Von Wolfgang Scholmanns


Dieser Samstagmorgen liegt schon sehr lange zurück, aber die Erinnerung daran, entlockt mir immer noch ein lauthalsiges Lachen. Da ich mich schon seit einigen Jahren mit dem seltenen Hobby der Mykologie (Pilzkunde) beschäftigte, und mein 10jähriger Sohn mittlerweile auch Interesse an diesen kleinen Wald - und Wiesenbewohnern gefunden hatte, nahm ich ihn an diesem Morgen mit in den Wald, um ihm einige Pilzarten zu zeigen. Wir schmierten uns noch ein paar Brote und ich machte noch eine Thermoskanne mit Tee fertig.

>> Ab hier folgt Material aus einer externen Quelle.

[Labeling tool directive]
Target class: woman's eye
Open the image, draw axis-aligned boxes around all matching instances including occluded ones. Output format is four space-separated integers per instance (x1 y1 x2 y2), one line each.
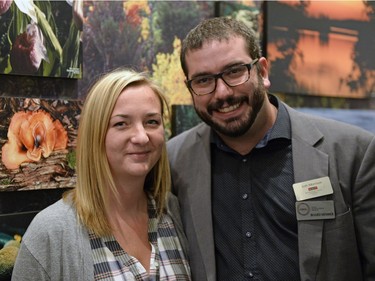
113 121 126 127
147 119 160 125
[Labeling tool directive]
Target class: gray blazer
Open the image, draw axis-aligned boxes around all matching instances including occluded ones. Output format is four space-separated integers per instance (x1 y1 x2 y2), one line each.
12 192 187 281
167 103 375 281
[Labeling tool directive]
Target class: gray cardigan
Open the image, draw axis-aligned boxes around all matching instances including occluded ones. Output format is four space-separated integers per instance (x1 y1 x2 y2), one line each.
12 192 188 281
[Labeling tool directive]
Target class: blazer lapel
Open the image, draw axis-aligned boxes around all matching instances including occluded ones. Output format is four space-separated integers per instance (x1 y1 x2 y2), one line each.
288 108 328 280
188 126 216 281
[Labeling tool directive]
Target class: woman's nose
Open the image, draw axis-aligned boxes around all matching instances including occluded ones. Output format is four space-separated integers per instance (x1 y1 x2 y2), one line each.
131 126 150 144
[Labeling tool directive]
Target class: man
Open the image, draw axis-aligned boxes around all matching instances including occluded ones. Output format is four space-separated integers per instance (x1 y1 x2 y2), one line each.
168 18 375 281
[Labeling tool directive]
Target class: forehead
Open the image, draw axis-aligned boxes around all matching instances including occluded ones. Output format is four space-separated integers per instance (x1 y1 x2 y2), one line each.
114 84 161 112
185 36 250 76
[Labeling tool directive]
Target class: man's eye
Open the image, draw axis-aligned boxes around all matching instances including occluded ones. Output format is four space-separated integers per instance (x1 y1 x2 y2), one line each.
225 67 243 75
194 76 214 85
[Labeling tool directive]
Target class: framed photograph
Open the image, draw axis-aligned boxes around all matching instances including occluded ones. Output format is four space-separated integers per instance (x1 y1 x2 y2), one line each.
0 0 83 78
263 1 375 99
0 98 82 191
0 209 38 281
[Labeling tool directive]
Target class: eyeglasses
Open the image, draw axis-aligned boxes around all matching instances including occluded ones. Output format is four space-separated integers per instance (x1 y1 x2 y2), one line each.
186 59 258 96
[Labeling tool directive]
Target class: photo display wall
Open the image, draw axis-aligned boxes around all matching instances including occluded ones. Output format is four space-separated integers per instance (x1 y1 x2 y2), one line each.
264 0 375 99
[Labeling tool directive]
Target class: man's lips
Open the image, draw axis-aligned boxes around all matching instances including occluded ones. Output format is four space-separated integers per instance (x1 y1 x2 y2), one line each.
217 102 241 113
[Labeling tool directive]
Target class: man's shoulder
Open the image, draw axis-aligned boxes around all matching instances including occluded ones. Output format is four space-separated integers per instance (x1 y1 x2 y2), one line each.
167 123 210 148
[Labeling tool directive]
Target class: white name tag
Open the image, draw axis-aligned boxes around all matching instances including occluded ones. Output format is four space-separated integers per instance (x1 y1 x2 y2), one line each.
296 200 335 221
293 177 333 201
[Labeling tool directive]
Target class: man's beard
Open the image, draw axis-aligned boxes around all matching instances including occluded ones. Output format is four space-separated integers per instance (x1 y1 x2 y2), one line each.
196 80 267 137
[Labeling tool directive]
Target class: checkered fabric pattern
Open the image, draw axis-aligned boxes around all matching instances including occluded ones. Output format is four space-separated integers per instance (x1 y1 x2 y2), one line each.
89 197 191 281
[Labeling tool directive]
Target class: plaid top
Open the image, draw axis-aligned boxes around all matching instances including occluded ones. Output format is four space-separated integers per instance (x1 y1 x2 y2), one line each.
89 196 191 281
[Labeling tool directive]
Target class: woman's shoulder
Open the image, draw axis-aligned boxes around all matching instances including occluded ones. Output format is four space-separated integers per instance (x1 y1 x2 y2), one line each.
26 199 76 240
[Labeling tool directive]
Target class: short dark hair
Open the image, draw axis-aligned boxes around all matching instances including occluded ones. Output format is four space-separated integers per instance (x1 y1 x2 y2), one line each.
180 17 261 77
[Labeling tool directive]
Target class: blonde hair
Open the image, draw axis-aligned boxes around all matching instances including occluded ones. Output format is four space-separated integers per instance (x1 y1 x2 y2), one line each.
64 69 171 236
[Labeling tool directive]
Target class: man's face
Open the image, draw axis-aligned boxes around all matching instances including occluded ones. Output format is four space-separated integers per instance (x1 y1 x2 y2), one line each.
186 37 269 137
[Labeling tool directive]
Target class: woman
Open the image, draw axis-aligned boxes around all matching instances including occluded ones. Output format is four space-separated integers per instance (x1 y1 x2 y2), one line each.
12 69 190 281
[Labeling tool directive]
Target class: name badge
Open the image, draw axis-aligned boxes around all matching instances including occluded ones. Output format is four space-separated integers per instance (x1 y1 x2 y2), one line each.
293 177 333 201
296 200 335 221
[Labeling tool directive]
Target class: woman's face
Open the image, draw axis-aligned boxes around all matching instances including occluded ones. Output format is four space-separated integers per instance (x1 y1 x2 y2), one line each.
105 85 164 180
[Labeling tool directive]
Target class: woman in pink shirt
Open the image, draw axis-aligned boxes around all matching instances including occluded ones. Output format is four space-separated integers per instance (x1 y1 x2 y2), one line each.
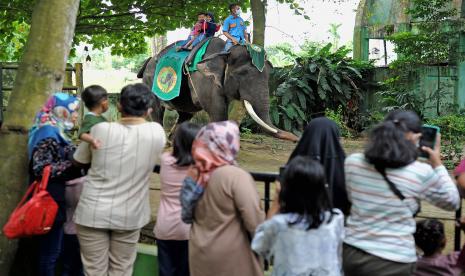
154 122 200 276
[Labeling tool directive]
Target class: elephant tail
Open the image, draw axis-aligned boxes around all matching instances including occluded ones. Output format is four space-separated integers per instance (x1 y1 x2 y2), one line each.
137 57 152 79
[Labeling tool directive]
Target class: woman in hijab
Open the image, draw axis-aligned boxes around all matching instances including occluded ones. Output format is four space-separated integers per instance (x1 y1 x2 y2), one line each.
28 93 82 276
181 121 264 276
289 117 350 215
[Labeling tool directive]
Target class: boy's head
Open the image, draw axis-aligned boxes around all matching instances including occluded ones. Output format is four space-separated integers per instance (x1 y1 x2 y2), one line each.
81 85 108 113
413 219 446 257
229 3 241 15
205 12 213 22
119 83 154 117
197 12 206 22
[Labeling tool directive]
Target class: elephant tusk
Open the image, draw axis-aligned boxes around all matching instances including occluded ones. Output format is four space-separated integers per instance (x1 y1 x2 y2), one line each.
244 100 278 134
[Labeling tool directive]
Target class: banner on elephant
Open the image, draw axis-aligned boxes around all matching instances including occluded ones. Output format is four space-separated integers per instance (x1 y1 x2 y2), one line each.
152 47 189 101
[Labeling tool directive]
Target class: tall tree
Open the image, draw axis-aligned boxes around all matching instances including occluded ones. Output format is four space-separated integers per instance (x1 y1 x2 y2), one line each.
250 0 267 46
0 0 79 275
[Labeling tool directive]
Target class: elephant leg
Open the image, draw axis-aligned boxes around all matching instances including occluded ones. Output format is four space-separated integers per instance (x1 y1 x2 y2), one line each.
199 89 228 122
168 111 194 141
150 95 165 126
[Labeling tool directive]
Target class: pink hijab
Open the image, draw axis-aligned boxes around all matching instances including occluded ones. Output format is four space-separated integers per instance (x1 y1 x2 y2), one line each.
192 121 239 187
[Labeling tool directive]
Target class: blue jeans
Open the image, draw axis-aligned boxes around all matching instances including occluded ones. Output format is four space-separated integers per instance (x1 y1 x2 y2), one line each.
157 239 189 276
192 33 206 48
37 223 64 276
61 234 84 276
224 37 244 52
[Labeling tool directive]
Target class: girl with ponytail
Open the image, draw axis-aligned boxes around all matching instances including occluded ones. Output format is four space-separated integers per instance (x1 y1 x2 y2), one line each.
343 110 460 276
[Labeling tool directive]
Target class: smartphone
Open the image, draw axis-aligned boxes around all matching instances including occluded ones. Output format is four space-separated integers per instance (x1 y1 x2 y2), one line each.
278 166 286 183
419 125 440 158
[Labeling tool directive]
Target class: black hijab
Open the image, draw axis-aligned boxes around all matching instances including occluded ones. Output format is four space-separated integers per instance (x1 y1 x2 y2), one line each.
289 117 350 214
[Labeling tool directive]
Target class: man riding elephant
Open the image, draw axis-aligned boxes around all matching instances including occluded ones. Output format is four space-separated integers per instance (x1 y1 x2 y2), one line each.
138 37 298 141
223 4 250 52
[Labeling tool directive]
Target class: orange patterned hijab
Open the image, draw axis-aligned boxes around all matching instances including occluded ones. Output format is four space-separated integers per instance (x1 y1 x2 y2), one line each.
192 121 239 187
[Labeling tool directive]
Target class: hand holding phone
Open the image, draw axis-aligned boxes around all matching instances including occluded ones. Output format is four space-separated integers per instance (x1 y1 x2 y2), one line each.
421 133 442 168
420 125 439 158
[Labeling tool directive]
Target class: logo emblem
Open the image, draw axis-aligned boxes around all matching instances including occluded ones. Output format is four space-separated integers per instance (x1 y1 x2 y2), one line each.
251 45 262 53
157 66 178 93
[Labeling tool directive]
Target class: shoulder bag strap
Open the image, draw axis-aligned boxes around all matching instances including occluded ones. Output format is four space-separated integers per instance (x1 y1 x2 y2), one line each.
375 165 405 201
38 165 52 190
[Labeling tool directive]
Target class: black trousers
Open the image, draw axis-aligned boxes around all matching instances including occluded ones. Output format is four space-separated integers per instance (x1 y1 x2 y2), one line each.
342 244 416 276
157 239 189 276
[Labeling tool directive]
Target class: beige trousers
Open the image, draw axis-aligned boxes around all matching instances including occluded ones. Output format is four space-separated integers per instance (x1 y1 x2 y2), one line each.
76 225 140 276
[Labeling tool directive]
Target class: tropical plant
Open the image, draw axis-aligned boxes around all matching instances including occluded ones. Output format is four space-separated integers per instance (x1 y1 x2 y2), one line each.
380 0 462 116
239 43 372 134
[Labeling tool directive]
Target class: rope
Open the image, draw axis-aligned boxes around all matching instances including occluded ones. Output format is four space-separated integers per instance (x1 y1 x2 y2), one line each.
183 64 200 104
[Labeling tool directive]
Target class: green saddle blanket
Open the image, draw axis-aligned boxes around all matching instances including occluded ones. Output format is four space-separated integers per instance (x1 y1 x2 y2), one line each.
152 41 210 101
247 44 266 72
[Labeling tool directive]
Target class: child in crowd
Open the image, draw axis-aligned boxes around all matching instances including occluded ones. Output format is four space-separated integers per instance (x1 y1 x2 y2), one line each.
178 12 206 50
78 85 108 149
154 122 200 276
414 219 465 276
252 156 344 276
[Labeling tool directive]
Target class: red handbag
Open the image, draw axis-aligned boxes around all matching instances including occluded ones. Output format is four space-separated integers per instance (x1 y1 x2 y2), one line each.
3 165 58 239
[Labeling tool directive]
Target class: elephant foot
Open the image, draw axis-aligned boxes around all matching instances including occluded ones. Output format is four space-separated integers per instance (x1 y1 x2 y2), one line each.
273 130 299 143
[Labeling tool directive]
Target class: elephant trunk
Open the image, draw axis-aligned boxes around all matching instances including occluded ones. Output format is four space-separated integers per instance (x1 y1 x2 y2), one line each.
244 100 299 142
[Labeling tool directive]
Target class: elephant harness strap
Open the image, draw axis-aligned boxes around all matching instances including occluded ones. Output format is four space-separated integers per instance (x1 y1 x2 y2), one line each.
183 65 200 105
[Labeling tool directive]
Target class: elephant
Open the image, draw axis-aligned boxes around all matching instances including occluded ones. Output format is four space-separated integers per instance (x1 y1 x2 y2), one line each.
138 37 298 142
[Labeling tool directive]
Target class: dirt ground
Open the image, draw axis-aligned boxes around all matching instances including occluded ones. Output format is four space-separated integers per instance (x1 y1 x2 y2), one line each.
144 135 463 251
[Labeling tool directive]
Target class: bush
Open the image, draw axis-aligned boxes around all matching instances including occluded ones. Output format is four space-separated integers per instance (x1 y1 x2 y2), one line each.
242 43 372 135
325 106 355 138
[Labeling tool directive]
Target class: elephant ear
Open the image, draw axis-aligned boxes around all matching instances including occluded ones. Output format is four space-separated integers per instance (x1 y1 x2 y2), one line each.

Mein Sohn hatte mittlerweile den Pilzkorb aus dem Keller geholt und wartete schon ganz ungeduldig. " Wir müssen noch zwei Messer in den Korb legen, denn die gehören nun mal zu der Ausrüstung eines Pilzsammlers", sagte ich zu ihm. Er zeigte mit dem Finger auf den Korb und sagte grinsend:" Schon alles erledigt, ich habe unsere beiden Taschenmesser in den Korb gelegt." Ich strich mit der Hand über seinen Kopf. " Gut gemacht mein Junge." Wir zogen unsere Jacken an und gingen zum Auto. Schnell noch den Korb, unsere Tasche mit den Broten und der Thermoskanne, in den Kofferraum gepackt, und ab ging es, Richtung Pilzwald.

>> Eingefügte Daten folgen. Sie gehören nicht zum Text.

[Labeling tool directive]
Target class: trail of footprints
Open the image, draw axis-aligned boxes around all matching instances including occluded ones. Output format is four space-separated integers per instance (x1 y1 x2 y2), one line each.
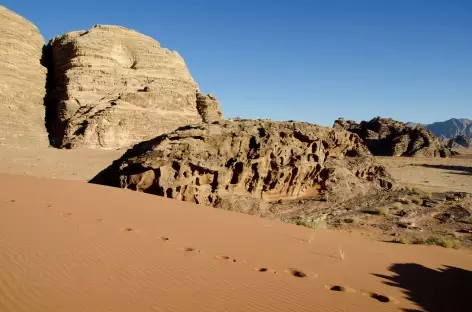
141 227 398 303
33 200 398 304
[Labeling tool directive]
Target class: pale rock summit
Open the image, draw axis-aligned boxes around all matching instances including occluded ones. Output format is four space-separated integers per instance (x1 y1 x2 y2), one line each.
0 6 49 147
46 25 216 149
197 92 223 123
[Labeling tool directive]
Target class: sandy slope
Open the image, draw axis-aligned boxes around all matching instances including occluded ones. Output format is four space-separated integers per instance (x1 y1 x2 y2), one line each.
0 174 472 311
376 148 472 192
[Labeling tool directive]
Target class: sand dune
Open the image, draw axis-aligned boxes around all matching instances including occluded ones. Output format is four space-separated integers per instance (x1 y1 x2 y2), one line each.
0 174 472 311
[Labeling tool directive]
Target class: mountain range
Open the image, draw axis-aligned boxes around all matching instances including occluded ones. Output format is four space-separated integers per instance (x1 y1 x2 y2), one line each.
407 118 472 139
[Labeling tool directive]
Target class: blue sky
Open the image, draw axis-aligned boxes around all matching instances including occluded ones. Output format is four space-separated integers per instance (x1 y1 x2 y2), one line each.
2 0 472 125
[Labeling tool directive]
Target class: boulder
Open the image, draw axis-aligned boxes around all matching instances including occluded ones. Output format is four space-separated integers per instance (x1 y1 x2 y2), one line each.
46 25 208 149
197 92 223 123
334 117 455 157
90 120 393 208
0 6 49 147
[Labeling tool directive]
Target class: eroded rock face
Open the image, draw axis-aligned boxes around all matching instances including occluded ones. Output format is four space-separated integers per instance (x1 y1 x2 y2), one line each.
197 92 223 123
90 120 393 208
0 6 49 146
46 25 202 149
334 117 454 157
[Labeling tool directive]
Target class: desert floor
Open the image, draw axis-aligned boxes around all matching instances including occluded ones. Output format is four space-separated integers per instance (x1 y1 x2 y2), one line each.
0 149 472 311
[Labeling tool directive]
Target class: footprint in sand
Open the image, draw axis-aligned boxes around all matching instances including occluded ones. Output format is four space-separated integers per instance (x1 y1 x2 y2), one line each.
325 285 356 293
184 247 201 252
215 256 236 263
370 293 393 303
285 268 307 278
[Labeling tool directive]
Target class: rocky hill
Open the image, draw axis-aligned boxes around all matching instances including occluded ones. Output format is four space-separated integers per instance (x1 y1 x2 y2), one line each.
0 6 48 146
46 25 222 149
91 120 393 210
334 117 454 157
447 135 472 148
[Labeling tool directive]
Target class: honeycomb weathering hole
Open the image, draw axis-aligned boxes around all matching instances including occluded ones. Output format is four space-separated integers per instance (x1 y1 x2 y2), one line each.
330 285 346 291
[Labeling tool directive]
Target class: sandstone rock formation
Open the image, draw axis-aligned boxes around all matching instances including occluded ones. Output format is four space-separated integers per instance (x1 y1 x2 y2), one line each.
0 6 49 146
46 25 211 149
90 120 393 209
334 117 454 157
197 92 223 123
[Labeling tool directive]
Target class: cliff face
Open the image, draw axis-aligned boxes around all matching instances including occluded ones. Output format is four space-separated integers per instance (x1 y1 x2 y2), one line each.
91 120 393 208
334 117 454 157
0 6 49 146
46 25 202 149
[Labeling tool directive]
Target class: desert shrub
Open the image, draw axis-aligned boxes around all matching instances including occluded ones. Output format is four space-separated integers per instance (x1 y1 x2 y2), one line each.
362 207 390 216
280 215 328 229
410 195 423 205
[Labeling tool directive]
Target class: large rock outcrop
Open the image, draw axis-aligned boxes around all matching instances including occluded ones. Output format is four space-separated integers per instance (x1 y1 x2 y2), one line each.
90 120 393 208
0 6 49 146
334 117 454 157
46 25 213 149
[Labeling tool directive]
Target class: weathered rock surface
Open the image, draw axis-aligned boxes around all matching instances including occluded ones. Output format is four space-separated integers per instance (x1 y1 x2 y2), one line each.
334 117 454 157
0 6 49 146
90 120 393 209
46 25 206 149
197 92 223 123
447 135 472 148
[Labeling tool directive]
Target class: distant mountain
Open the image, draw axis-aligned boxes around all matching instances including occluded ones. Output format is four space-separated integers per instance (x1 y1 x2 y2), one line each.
406 118 472 139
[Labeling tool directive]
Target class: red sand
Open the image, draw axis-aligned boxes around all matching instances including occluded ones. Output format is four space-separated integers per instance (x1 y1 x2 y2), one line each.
0 174 472 312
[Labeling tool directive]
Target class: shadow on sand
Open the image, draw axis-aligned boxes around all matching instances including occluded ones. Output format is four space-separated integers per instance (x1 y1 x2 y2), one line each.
412 164 472 175
374 263 472 312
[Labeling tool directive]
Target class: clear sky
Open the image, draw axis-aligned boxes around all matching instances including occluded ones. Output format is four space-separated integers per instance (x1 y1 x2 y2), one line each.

Nach einer halben Stunde Autofahrt, hatten wir unser Ziel erreicht. Mein Sohn wurde ganz nervös und fragte am laufenden Band: "Finden wir hier auch Pilze, welche Pilze wachsen hier, nehmen wir auch welche mit?" " Nur die Ruhe", sagte ich zu Ihm, " Wir werden schon Pilze finden." Am Waldesrand fand ich einen geeigneten Parkplatz und stellte unser Auto dort ab. Wir stiegen aus, holten unser Marschgepäck aus dem Kofferraum und marschierten los. Da ich diesen Wald wie meine Westentasche kenne, schlug ich dann auch die Richtung zu einem Gebiet ein, in dem ich in den letzten Jahren, immer die verschiedensten Pilzarten gefunden hatte. Es war schon ein ziemlich langer Fußmarsch, den wir zurücklegen mussten und dann waren da auch noch Schwärme von lästigen Mücken, die es darauf abgesehen hatten, von unserem Lebenssaft zu kosten. Aber das konnte uns nicht aufhalten, denn wir hatten Spaß und freuten uns schon darauf, die ersten Pilze zu entdecken. Als wir das Pilzgebiet, nach 45 Minuten erreicht hatten, machten wir erst einmal eine kleine Pause, stärkten uns mit einem Butterbrot und einer Tasse Tee und machten uns dann auf die Suche, nach diesen kleinen Waldbewohnern. Es dauerte nicht lange, da sahen wir schon die ersten Braunkappen neugierig aus dem Waldboden gucken. Mein Sohn, holte blitzschnell sein Messer aus dem Korb, kniete sich nieder und wollte gerade damit beginnen die Pilze abzuschneiden, als ich zu ihm sagte:" Stopp, so macht man das nicht." " Aber ich dachte, Pilze werden kurz über dem Boden abgeschnitten," erwiderte er. Ich sagte ihm, dass viele Pilzsammler der Meinung sind, dass es richtig wäre die Pilze mit dem Messer abzuschneiden, aber um den ganzen Fruchtkörper des Pilzes zu erkennen, sollte man ihn ganz vorsichtig aus dem Boden drehen. Außerdem haben Speisepilze oft zum verwechseln ähnliche Doppelgänger, die man nur dann von einander unterscheiden kann, wenn man den ganzen Fruchtkörper des Pilzes vor sich hat. Er lachte und sagte:" Ich versuch dann mal, den Pilz aus dem Boden herauszudrehen." Es funktionierte, denn er machte es so vorsichtig und mit so viel Gefühl, als hätte er schon jahrelange Erfahrung damit.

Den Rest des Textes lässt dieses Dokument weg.